Performing cell movement and division in one step will lead to correctness problems. The solution is to use a “splitting” technique that consists of two aggregate steps: the first computes the next position of a cell or its daughter cell, while the second step is the one that actually moves/divides the cell and updates the cell state information [47]. The sequential implementation inherently uses this splitting technique so that there is no possibility of conflicts. To preserve the semantics of the serial algorithm, the parallel algorithm must communicate with the neighboring processors between the first and second step. If we do not communicate then, we lose correctness since this leads to having more than one cell occupy a given site, which is a violation of one of the rules of our cellular automaton.

6.5 Ensuring determinism

In the context of determinism, our objective is to obtain reproducible results for the same input data. This is not necessarily fulfilled for a given algorithm, even if this algorithm is correct [48]. Deterministic results are paramount for the following reasons:

  • Verification Results are often only useful if we have a way to verify them with different means. To get the same results whether they are obtained by a single processor, four processors, or by 32 processors is a strong argument for the verifiability of these results. Thus, determinism in this case supports correctness.

  • Comparison We may want to compare the performance of different systems. Ensuring that similar results are obtained on these systems is needed to achieve this task. Thus, determinism in this case is an important condition that supports system evaluation.

The key to determinism is to define precise procedures for making decisions and to define a precise order to perform these procedures. We have to make decisions whenever there are several possible actions and we must choose one of these. In our application, for example, we have to decide where to move a cell or where to place a daughter cell after division, in case the cell in question has several empty sites in its neighborhood.

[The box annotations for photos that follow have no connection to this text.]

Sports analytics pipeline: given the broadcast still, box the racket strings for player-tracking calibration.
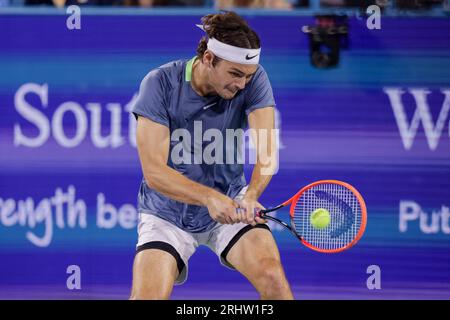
[292,183,362,250]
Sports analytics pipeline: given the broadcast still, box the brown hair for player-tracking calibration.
[197,11,261,66]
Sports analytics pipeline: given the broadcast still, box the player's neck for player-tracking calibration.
[191,59,215,97]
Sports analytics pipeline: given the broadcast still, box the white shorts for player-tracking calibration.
[136,187,270,284]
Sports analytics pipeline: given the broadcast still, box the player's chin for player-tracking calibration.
[220,89,237,100]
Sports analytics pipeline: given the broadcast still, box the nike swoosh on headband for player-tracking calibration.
[245,54,258,60]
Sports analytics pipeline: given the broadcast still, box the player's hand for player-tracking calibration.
[238,196,266,226]
[206,191,240,224]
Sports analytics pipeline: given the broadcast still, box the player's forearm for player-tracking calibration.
[144,165,218,206]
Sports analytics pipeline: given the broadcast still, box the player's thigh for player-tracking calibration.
[132,249,178,299]
[226,228,282,280]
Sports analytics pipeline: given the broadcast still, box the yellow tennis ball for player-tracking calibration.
[309,208,331,229]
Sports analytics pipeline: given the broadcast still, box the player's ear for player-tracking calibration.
[203,50,214,68]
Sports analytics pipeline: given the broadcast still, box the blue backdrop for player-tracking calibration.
[0,12,450,299]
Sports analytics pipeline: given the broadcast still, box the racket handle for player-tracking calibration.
[236,208,265,217]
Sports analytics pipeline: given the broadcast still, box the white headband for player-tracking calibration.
[196,24,261,64]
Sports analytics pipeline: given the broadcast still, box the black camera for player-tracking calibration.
[302,15,348,69]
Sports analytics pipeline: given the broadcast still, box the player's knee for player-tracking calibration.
[258,258,287,293]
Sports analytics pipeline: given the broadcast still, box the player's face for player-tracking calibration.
[210,56,258,99]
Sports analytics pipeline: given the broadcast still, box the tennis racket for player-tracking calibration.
[257,180,367,253]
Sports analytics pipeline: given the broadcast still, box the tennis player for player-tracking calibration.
[130,12,293,299]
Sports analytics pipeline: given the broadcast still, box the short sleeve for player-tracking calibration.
[245,66,275,115]
[131,69,170,127]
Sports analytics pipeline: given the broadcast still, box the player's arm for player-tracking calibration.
[136,116,238,223]
[241,107,278,224]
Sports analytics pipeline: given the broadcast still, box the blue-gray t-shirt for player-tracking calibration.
[132,57,275,233]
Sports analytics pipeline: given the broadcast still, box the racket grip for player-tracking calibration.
[236,208,264,217]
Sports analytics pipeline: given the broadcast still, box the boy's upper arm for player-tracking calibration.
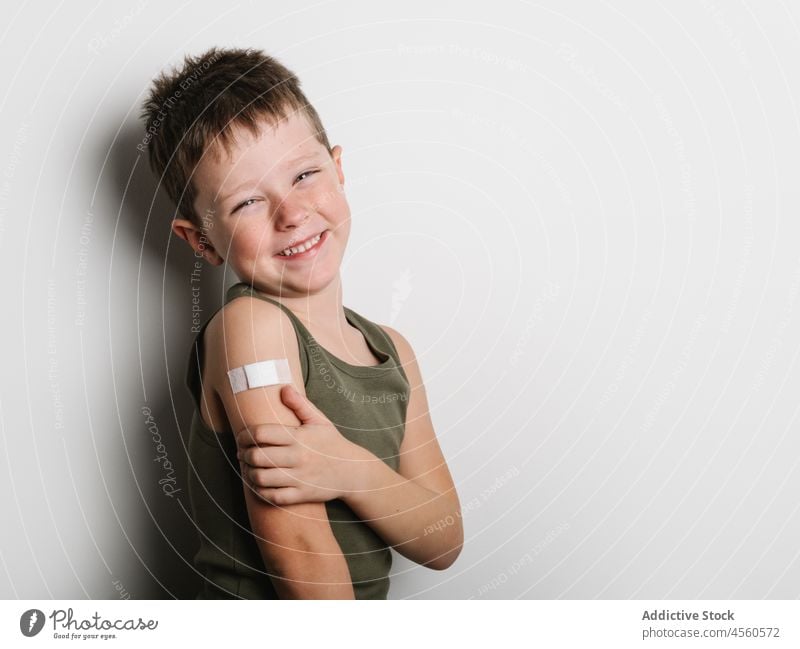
[381,325,456,495]
[205,297,341,572]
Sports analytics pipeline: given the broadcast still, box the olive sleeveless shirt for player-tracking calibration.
[186,282,409,599]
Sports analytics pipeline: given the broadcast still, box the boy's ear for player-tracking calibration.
[331,144,344,189]
[172,218,225,266]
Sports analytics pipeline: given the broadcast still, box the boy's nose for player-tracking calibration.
[275,198,310,230]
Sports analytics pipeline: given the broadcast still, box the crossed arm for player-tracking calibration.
[209,298,463,599]
[237,327,463,570]
[205,298,354,599]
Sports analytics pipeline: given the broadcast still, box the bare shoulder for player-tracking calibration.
[203,296,302,384]
[378,325,414,365]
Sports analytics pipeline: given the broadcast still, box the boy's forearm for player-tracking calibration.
[343,447,464,570]
[262,543,355,599]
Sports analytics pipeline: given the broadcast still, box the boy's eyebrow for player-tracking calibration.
[216,151,319,205]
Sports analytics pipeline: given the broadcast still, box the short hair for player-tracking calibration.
[137,47,331,227]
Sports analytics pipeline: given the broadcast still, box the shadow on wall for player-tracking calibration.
[108,121,224,599]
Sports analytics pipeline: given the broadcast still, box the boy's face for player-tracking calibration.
[173,113,350,297]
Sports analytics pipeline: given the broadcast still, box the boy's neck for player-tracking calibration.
[253,274,349,331]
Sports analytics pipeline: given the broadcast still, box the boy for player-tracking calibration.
[142,48,463,599]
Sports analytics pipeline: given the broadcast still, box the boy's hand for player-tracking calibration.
[236,385,363,505]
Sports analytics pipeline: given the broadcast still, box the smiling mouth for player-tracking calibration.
[275,230,328,259]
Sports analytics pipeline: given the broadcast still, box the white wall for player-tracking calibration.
[0,0,800,599]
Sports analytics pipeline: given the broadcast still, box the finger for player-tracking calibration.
[281,384,328,425]
[238,446,297,469]
[244,466,297,487]
[236,424,294,448]
[254,487,305,507]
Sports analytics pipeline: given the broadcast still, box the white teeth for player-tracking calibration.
[280,233,322,257]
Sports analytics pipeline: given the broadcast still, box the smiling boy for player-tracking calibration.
[142,48,463,599]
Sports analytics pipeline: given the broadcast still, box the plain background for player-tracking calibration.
[0,0,800,599]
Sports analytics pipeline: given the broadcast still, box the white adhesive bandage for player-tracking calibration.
[228,358,292,394]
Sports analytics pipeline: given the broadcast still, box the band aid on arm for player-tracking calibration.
[228,358,292,394]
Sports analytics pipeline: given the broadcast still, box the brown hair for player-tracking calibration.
[137,47,331,227]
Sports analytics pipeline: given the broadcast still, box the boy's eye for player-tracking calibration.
[297,169,318,180]
[231,198,256,214]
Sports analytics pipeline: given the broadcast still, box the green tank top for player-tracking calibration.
[186,282,409,599]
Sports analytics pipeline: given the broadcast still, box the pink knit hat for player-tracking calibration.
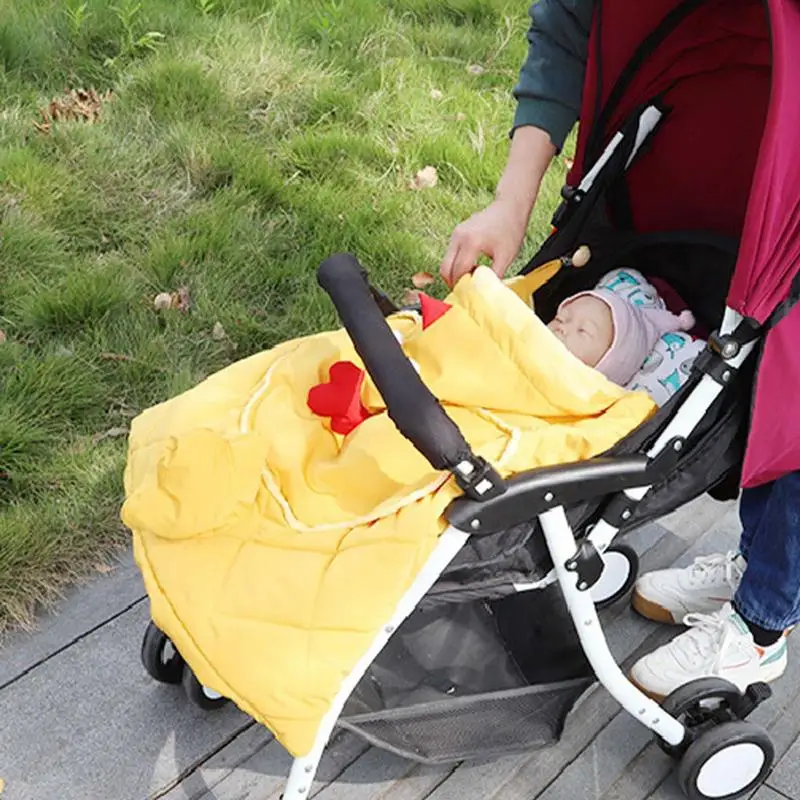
[559,288,695,386]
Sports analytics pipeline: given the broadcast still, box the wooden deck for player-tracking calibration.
[0,500,800,800]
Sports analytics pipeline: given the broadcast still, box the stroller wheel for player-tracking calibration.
[183,667,228,711]
[678,720,775,800]
[592,544,639,609]
[656,678,742,758]
[142,621,184,684]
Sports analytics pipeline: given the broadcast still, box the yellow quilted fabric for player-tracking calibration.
[122,268,654,755]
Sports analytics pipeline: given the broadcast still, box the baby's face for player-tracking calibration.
[547,296,614,367]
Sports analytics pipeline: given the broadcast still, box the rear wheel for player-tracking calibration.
[142,622,184,684]
[678,721,775,800]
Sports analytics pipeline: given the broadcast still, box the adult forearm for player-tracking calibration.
[497,125,556,220]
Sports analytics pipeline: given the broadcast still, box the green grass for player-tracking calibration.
[0,0,563,630]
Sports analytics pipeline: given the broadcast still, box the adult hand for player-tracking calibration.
[440,198,529,287]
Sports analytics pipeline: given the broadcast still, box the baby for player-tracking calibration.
[547,286,695,386]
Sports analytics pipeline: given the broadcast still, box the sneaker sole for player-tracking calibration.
[628,658,788,705]
[631,589,679,625]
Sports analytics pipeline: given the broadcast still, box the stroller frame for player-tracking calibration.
[282,308,756,800]
[136,104,774,800]
[282,104,769,800]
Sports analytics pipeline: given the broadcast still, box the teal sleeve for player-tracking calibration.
[512,0,594,150]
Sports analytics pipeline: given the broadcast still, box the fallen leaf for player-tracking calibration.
[153,292,172,311]
[409,166,439,189]
[172,286,192,314]
[411,272,436,289]
[92,428,128,444]
[33,89,114,135]
[402,289,420,306]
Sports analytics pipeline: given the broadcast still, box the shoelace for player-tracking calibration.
[692,550,744,589]
[671,611,731,671]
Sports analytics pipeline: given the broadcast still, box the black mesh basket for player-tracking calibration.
[339,586,594,763]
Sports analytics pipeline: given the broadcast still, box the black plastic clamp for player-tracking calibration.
[692,348,739,386]
[564,539,604,592]
[552,184,586,228]
[450,456,506,501]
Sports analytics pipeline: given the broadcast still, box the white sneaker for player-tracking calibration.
[631,551,747,625]
[631,603,787,702]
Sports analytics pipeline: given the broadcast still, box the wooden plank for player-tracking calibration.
[0,604,251,800]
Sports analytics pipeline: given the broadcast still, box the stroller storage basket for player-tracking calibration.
[339,587,594,763]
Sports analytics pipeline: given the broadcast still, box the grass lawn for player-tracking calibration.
[0,0,576,631]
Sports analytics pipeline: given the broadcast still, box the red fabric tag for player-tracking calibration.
[307,361,370,436]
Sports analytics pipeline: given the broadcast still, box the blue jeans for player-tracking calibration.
[734,472,800,631]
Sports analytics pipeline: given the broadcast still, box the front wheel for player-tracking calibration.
[678,721,775,800]
[183,667,228,711]
[591,544,639,610]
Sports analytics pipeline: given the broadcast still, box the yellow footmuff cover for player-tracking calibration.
[122,267,655,756]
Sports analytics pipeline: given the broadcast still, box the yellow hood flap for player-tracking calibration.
[122,428,267,539]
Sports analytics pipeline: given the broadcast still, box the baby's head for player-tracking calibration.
[547,288,695,386]
[547,294,614,367]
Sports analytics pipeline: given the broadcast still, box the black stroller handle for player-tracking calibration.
[317,253,505,500]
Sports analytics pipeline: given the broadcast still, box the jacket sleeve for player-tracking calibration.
[512,0,594,150]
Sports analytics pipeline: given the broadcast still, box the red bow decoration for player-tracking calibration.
[307,361,371,436]
[419,292,452,330]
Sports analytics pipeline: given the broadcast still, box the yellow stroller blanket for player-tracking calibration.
[122,267,655,756]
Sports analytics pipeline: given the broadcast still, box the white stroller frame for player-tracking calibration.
[282,106,760,800]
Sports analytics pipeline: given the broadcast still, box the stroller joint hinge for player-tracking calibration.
[692,340,739,386]
[452,456,506,501]
[564,539,603,592]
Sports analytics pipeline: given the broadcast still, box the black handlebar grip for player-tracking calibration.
[317,253,474,470]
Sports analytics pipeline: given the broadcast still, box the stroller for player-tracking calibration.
[142,0,800,800]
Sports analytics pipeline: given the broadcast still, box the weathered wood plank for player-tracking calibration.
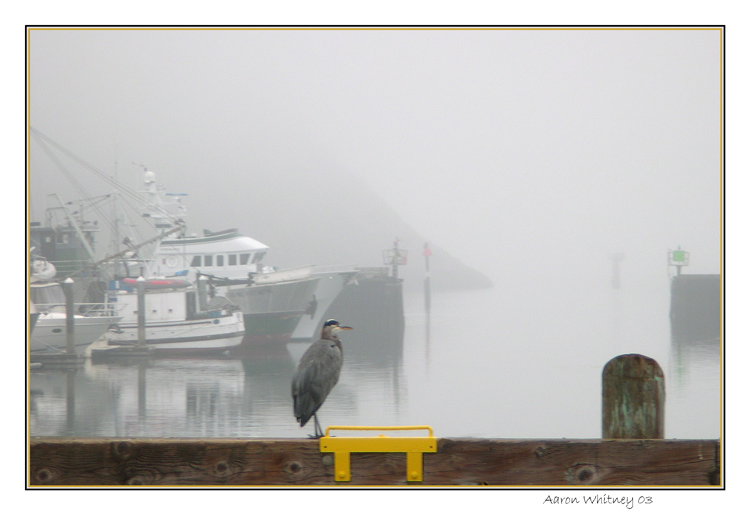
[28,437,720,486]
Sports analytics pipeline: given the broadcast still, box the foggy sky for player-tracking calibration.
[29,30,721,290]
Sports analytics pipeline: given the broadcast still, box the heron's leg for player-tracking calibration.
[313,413,323,438]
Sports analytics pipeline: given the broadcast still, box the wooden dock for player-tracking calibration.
[27,354,724,488]
[29,437,721,487]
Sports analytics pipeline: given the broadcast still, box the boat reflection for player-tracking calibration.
[29,324,403,437]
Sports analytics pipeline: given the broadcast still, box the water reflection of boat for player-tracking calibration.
[102,280,245,354]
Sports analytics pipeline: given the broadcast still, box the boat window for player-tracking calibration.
[31,284,65,304]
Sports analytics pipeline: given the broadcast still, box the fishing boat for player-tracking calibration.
[106,278,245,355]
[290,266,357,342]
[144,167,319,345]
[29,275,122,353]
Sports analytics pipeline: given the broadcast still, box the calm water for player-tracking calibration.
[29,285,721,438]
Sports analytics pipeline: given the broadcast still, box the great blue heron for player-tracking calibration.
[292,319,351,438]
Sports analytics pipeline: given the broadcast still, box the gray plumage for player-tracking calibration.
[292,320,351,438]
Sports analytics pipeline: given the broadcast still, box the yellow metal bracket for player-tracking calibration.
[320,426,437,481]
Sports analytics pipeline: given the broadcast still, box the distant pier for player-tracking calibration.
[325,267,404,337]
[669,274,721,340]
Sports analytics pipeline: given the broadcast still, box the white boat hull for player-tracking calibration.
[290,267,357,342]
[30,313,120,353]
[107,311,245,353]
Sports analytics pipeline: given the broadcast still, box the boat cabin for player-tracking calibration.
[153,229,268,281]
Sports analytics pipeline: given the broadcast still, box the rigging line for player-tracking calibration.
[35,134,125,239]
[31,127,185,226]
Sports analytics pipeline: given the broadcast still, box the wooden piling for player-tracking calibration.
[602,354,665,438]
[136,276,146,348]
[63,277,76,356]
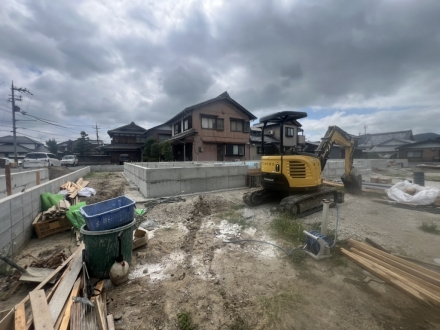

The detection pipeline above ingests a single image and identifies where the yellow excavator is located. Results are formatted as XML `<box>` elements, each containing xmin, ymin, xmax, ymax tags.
<box><xmin>243</xmin><ymin>111</ymin><xmax>362</xmax><ymax>216</ymax></box>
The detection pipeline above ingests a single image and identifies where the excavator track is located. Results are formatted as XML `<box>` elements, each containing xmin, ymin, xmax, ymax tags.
<box><xmin>280</xmin><ymin>187</ymin><xmax>338</xmax><ymax>217</ymax></box>
<box><xmin>243</xmin><ymin>188</ymin><xmax>285</xmax><ymax>207</ymax></box>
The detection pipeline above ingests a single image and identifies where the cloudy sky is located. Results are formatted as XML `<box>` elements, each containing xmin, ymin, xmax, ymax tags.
<box><xmin>0</xmin><ymin>0</ymin><xmax>440</xmax><ymax>142</ymax></box>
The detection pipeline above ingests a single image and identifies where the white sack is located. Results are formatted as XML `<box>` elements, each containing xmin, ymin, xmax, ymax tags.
<box><xmin>386</xmin><ymin>180</ymin><xmax>440</xmax><ymax>205</ymax></box>
<box><xmin>78</xmin><ymin>187</ymin><xmax>96</xmax><ymax>197</ymax></box>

In a parallel algorithm, there are at least two factors that make determinism hard to ensure:

  1. 1.

    The decomposition of the problem domain This may depend on the number of nodes or the kind of load balancing done. Dynamic load-balancing strategies introduce significant complications in this regard that are due to the needed rebalancing of the workload on processors at run time.

  2. 2.

    The hardware SIMD architectures may have a central clock, making the hardware completely deterministic. However, this is usually not the case for high performance clusters. Every processing node in a cluster has its own clock, and there are always slight speed differences. For instance, if two nodes want to communicate with a third node at the same time, we cannot predict which node will be serviced first.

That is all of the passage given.